Word!

“Your wee voice doesn’t want you to sell something. Your wee voice wants you to make something. There’s a big difference. Your wee voice doesn’t give a damn about publishers, venture capitalists, or Hollywood producers.

Go ahead and make something. Make something really special. Make something that will really blow the mind of anybody who sees it.

If you try to make something just to fit your uniformed view of some hypothetical market, you will fail. If you make something special and powerful and honest and true, you will succeed.

The wee voice didn’t show up because it decided you need more money, or you need to hang out with movie stars. Your we voice came back because your soul somehow depends on it. There’s something you haven’t done, some light that needs to be switched on, and it needs to be taken care of. Now.

So you have to listen to the wee voice or it will die…taking a big chunk of you along with it.

They’re only crayons. You didn’t fear them in kindergarden, why fear them now?”

– Ignore Everybody: and 39 Other Keys to Creativity – by Hugh MacLeod

Success?

I’m reading a lot about success vs failure these days. You know these books that try to help you become a creative person and all that shit.

It doesn’t have anything to do with me.

I don’t want success. I don’t want to become famous. I just want to get rid of the itch.

If I don’t make things I’m miserable. That’s all. I just need to make things.

If making things could also get me money, that would be great, but that’s not the goal.

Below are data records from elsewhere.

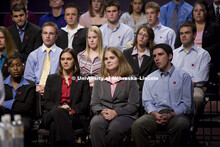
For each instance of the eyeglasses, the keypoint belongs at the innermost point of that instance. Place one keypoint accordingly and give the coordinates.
(143, 35)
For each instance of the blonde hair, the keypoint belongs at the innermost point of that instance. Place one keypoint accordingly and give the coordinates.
(10, 46)
(124, 68)
(96, 30)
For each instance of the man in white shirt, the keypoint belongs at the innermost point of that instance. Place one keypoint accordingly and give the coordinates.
(162, 33)
(114, 33)
(73, 35)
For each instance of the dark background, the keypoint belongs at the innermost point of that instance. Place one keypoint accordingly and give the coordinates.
(40, 7)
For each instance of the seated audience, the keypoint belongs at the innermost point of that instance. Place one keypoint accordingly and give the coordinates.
(56, 15)
(7, 49)
(90, 58)
(162, 33)
(135, 16)
(8, 18)
(114, 33)
(207, 37)
(168, 101)
(19, 95)
(114, 100)
(44, 60)
(95, 15)
(174, 13)
(214, 11)
(73, 35)
(196, 62)
(140, 57)
(66, 101)
(26, 35)
(2, 89)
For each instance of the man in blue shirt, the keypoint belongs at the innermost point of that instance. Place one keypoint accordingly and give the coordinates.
(56, 15)
(184, 13)
(196, 62)
(167, 99)
(36, 59)
(114, 33)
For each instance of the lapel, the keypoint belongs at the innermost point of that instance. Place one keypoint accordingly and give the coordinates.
(16, 37)
(27, 32)
(120, 86)
(72, 90)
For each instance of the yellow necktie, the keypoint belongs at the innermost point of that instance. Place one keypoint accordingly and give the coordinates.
(46, 69)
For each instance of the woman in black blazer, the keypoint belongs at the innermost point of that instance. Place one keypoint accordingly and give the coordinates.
(114, 102)
(7, 49)
(19, 95)
(66, 100)
(141, 59)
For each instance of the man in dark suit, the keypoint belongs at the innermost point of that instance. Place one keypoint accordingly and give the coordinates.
(214, 11)
(73, 35)
(27, 36)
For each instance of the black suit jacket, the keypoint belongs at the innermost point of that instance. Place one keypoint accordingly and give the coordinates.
(32, 38)
(79, 94)
(147, 66)
(24, 99)
(4, 69)
(79, 41)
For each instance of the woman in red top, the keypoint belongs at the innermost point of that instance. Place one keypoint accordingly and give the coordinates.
(66, 100)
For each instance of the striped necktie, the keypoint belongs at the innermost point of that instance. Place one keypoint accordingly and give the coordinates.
(217, 16)
(46, 69)
(174, 22)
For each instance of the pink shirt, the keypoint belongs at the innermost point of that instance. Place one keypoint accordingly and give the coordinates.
(198, 39)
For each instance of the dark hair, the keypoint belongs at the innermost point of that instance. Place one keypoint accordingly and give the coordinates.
(112, 3)
(72, 5)
(203, 4)
(18, 7)
(130, 10)
(76, 69)
(165, 47)
(150, 34)
(16, 55)
(189, 24)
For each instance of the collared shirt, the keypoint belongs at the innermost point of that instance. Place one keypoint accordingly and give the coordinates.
(128, 19)
(171, 90)
(164, 34)
(196, 63)
(8, 104)
(21, 31)
(2, 59)
(184, 13)
(112, 85)
(2, 89)
(140, 58)
(35, 62)
(71, 34)
(118, 37)
(60, 21)
(88, 67)
(65, 93)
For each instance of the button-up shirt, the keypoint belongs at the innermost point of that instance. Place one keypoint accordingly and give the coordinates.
(164, 34)
(128, 19)
(140, 58)
(196, 63)
(170, 90)
(35, 62)
(117, 37)
(184, 13)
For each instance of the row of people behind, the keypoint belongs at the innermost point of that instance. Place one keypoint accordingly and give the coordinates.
(73, 35)
(140, 57)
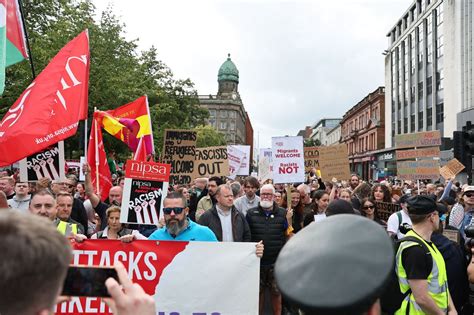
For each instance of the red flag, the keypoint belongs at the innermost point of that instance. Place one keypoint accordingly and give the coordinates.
(50, 108)
(97, 160)
(140, 154)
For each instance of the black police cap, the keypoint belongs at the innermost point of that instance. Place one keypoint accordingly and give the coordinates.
(336, 266)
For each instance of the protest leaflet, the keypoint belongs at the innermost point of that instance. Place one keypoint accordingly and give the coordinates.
(210, 162)
(146, 186)
(179, 151)
(288, 159)
(162, 267)
(47, 163)
(236, 157)
(311, 158)
(334, 162)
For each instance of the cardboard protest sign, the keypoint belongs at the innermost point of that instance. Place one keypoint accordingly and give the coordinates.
(385, 209)
(288, 159)
(451, 169)
(236, 157)
(416, 170)
(210, 162)
(418, 153)
(311, 158)
(47, 163)
(334, 162)
(419, 139)
(146, 186)
(179, 151)
(245, 166)
(161, 267)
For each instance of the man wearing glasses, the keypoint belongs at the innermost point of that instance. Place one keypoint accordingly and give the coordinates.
(21, 199)
(177, 225)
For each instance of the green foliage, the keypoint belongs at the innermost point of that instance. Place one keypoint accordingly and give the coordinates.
(118, 73)
(311, 143)
(207, 136)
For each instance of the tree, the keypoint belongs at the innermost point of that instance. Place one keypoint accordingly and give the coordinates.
(118, 73)
(207, 136)
(311, 142)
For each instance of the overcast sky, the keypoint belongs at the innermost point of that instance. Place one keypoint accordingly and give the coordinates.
(299, 61)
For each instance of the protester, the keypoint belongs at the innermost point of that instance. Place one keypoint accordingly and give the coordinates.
(115, 230)
(207, 202)
(64, 202)
(462, 213)
(227, 223)
(249, 199)
(381, 193)
(21, 199)
(312, 268)
(399, 223)
(321, 201)
(268, 223)
(424, 275)
(33, 271)
(178, 226)
(369, 210)
(7, 185)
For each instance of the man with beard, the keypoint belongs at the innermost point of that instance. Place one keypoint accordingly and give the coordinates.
(209, 201)
(178, 227)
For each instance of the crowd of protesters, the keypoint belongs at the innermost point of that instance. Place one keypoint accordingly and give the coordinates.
(245, 210)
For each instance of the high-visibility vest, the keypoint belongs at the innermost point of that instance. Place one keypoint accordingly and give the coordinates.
(437, 279)
(66, 228)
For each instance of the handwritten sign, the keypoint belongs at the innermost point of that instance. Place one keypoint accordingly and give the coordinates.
(333, 162)
(179, 151)
(385, 209)
(451, 169)
(210, 162)
(311, 158)
(419, 139)
(415, 170)
(418, 153)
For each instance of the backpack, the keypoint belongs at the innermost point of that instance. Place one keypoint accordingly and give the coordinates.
(392, 298)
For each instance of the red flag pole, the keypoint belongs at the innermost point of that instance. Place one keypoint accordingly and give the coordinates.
(96, 155)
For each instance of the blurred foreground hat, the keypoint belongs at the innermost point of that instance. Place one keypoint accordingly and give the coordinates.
(323, 271)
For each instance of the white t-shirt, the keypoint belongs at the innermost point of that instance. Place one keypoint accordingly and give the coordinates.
(393, 224)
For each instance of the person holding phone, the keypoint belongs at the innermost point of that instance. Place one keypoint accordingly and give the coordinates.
(115, 230)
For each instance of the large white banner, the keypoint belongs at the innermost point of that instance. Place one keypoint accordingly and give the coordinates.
(163, 270)
(288, 159)
(236, 158)
(245, 165)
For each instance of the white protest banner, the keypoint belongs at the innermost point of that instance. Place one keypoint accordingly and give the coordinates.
(146, 186)
(47, 163)
(288, 159)
(235, 157)
(245, 166)
(162, 267)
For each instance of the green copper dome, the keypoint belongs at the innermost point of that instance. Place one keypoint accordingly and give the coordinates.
(228, 71)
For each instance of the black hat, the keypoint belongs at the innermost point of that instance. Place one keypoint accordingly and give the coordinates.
(322, 271)
(423, 205)
(339, 206)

Good to get that misunderstanding out of the way. Now, let’s move on.

The Others

My friend is releasing her first book this fall. It’s a young adult book. She has already signed a contract for her next book, which I’ve read, and it’s rather fabulous.

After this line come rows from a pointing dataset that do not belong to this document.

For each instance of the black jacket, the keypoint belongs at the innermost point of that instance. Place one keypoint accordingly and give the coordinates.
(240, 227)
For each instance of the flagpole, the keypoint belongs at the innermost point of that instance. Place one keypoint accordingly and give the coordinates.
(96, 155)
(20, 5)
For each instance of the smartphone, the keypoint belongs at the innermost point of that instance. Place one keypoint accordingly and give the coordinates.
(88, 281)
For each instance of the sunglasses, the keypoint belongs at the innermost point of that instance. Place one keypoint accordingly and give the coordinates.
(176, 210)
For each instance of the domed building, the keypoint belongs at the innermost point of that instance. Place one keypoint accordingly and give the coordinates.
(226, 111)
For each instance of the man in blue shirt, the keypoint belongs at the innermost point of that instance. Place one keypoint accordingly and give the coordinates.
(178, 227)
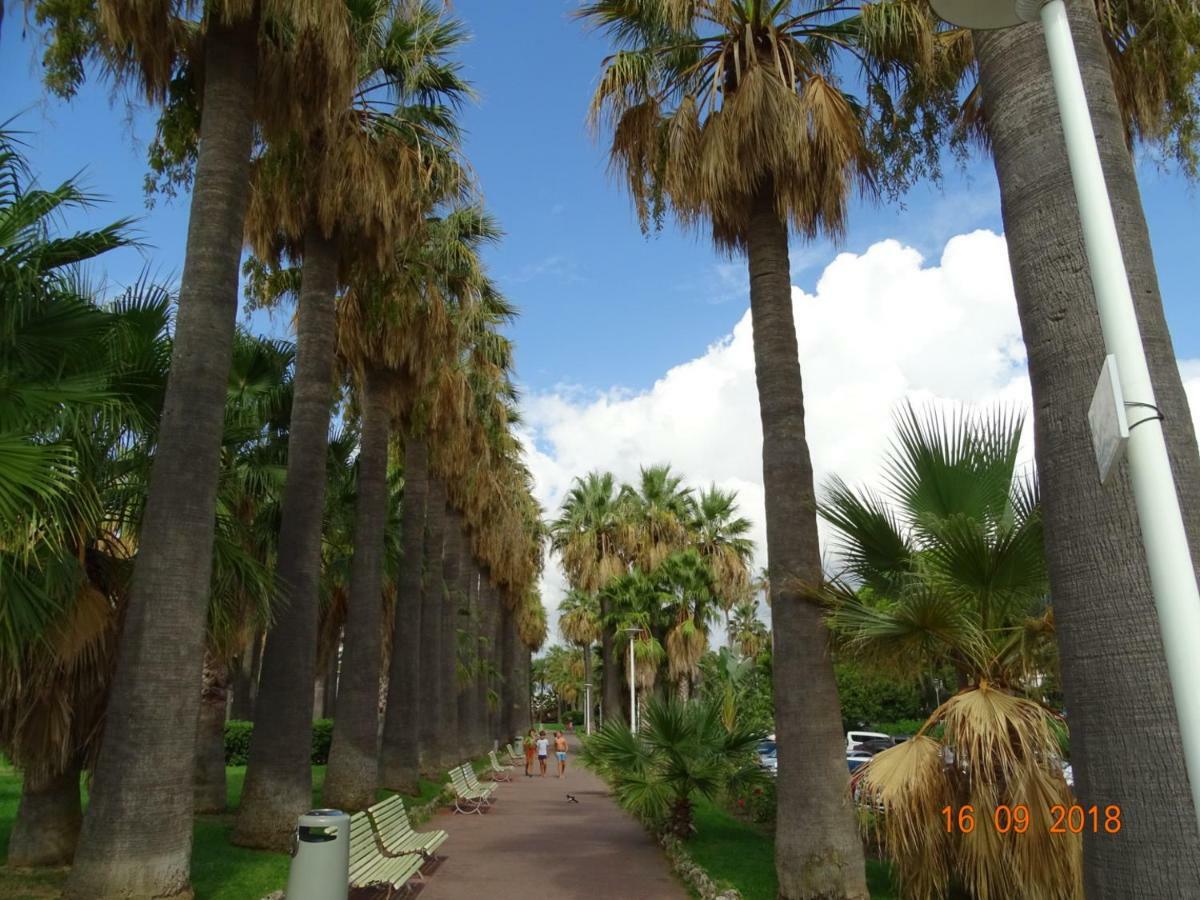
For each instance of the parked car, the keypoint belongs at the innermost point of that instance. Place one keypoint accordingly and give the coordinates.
(856, 738)
(765, 749)
(769, 761)
(855, 759)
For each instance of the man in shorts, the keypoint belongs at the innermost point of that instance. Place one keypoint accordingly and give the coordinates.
(561, 753)
(543, 751)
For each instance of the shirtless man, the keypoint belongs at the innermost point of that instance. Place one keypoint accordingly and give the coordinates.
(561, 753)
(543, 751)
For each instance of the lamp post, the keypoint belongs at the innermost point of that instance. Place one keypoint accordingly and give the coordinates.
(1171, 574)
(587, 708)
(633, 685)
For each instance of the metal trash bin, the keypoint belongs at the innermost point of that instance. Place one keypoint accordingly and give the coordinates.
(321, 856)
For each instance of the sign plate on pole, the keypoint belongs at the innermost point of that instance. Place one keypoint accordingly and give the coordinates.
(1107, 419)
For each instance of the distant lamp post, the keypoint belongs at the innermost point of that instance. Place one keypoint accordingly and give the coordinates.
(587, 707)
(1125, 373)
(633, 684)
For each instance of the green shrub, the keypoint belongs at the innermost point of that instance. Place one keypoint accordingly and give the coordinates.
(238, 742)
(901, 726)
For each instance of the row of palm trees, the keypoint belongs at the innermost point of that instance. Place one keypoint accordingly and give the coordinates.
(324, 135)
(760, 119)
(653, 564)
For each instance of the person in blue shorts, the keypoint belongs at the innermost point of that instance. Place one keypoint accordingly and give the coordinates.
(561, 753)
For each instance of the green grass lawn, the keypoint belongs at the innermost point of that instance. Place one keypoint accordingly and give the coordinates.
(220, 870)
(739, 855)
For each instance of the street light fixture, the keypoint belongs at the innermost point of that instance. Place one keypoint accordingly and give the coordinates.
(633, 685)
(1126, 373)
(587, 708)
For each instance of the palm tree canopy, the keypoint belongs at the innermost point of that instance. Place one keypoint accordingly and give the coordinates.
(946, 563)
(713, 101)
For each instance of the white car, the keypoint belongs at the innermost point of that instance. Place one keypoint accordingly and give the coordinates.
(853, 738)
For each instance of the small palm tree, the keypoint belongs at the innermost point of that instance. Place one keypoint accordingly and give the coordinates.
(682, 750)
(945, 567)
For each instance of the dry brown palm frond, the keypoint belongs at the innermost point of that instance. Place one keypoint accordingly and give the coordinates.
(909, 785)
(999, 751)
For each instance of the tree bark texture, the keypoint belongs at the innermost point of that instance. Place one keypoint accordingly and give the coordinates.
(245, 681)
(48, 820)
(209, 780)
(817, 849)
(399, 755)
(137, 834)
(279, 775)
(1119, 697)
(431, 705)
(463, 634)
(507, 657)
(353, 772)
(448, 666)
(616, 700)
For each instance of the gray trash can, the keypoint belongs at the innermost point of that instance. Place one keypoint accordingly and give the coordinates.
(321, 856)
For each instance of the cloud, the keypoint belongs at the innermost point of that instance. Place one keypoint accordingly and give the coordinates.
(876, 328)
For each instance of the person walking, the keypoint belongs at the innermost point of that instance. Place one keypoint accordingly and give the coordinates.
(561, 753)
(543, 751)
(531, 748)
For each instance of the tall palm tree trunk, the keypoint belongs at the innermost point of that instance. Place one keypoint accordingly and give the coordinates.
(616, 701)
(399, 754)
(466, 690)
(486, 645)
(1122, 717)
(588, 696)
(448, 666)
(245, 681)
(817, 850)
(279, 775)
(507, 725)
(353, 771)
(48, 819)
(431, 705)
(209, 781)
(137, 834)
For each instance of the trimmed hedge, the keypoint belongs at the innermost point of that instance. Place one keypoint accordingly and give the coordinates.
(238, 741)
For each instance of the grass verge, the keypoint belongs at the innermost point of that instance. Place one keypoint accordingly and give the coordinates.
(220, 870)
(739, 855)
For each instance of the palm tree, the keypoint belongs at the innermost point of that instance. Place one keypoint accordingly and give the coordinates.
(579, 619)
(681, 751)
(719, 534)
(658, 514)
(1113, 664)
(587, 535)
(154, 701)
(747, 631)
(945, 565)
(730, 113)
(381, 143)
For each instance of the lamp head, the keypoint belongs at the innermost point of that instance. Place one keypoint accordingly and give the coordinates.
(988, 15)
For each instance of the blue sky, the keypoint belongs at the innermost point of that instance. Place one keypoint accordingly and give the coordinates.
(601, 305)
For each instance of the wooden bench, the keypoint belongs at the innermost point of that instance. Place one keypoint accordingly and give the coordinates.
(371, 865)
(396, 833)
(468, 798)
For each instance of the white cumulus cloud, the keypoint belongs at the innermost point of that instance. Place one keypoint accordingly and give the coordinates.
(877, 328)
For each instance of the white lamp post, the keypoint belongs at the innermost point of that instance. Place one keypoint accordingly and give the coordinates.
(1171, 574)
(633, 684)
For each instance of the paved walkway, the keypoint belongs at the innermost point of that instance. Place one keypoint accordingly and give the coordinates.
(535, 843)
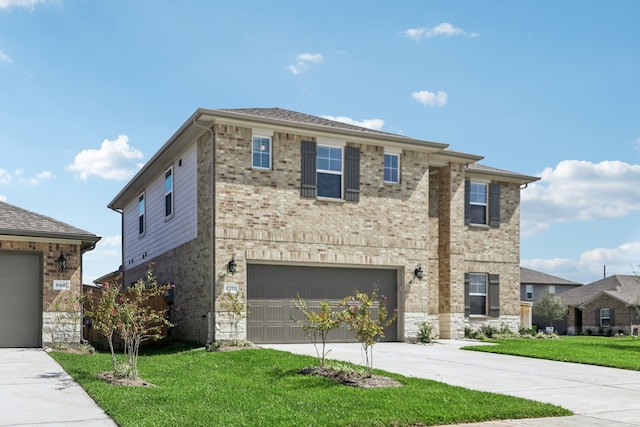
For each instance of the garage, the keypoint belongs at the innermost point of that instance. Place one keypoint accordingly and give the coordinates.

My ex just won a short-story competition in his home country.

Another friend is touring all the big cities and festivals in Europe. She is immensely talented, beautiful, and comes through as a very intelligent woman in most interviews.

Yet another friend received a price last year for his contribution to the local musical life. He’s been making records for the last decade, and is becoming more and more interesting musically.

Bat for Lashes is fantastic. The song-writing is fabulous, she looks great on stage, and can put on a good show. Her band is great. I want to steal her drummer away from her, and never give him back.

I don’t feel jealousy, ever. I don’t have that in me. It doesn’t have anything to do with that. I just don’t know where I belong in this world of talented individuals. The fact that I want to express myself doesn’t mean that anything I do is interesting to other people. Is what I do interesting? Is it good? Is there hope? If not, why keep doing it?

I have known for a long time what my biggest problem is. I don’t like myself very much, and cannot imagine that other people do either. Then how am I suppose to ever be able to produce anything of value? If you don’t think you are anything of value, then how can you make anything of value?

What about the others? Do they like themselves? Do they have an image of themselves as being individuals of value and importance? Is that why they dare show themselves on the stage, in public, in the paper, on records, by writing books?

I don’t know. I don’t know.

I feel old, washed up and tired, but I still have passion. I still feel love. I still feel things deeply, so there must be some hope. Also, I have to stop watching the others.

God, I wish I could create a space around me to get rid of all the noise.
I see myself in a transparent ball shutting out everything exterior.
There would be a hatch, so that someone could bring me books and food.
There would be cables coming in, so that I could listen to music.
There would be a piano, a guitar and loads of sheet music.
There would be pens and pencils, rubbers and pencil sharpeners.
It should be easy to get in and out, so that you could go to the bathroom when you needed to.
And there should be loads of tea stacked up there.

Yes.
Yes.
It’s a nice image. I’m keeping it in my thoughts for a while, and try to not destroy it with any negativity.

Yes.
Yes…

I feel *CURIOUS*

Seeing those images from Nasa today makes me more upset than ever with my job.

When I was twelve, I wanted to work at Nasa. Unfortunately I suck at science. Or at least I think I do. I could barely get through maths. Physics was just something the teachers forced me to do.

Even then literature was my thing. I sucked at science, but excelled at writing.

Just the way it turned out. It’s not by choice, I was just dealt those genes.

Not so bad of course.

But still…

Space – the final frontier and all that.

It makes me shiver.

In a pensive mood. The sky is beautiful over Paris today. It just started raining.

Beautiful planet. Beautiful life.

When things get intense like this, I know a storm is coming.

That’s ok. I’ll get over it. I always do.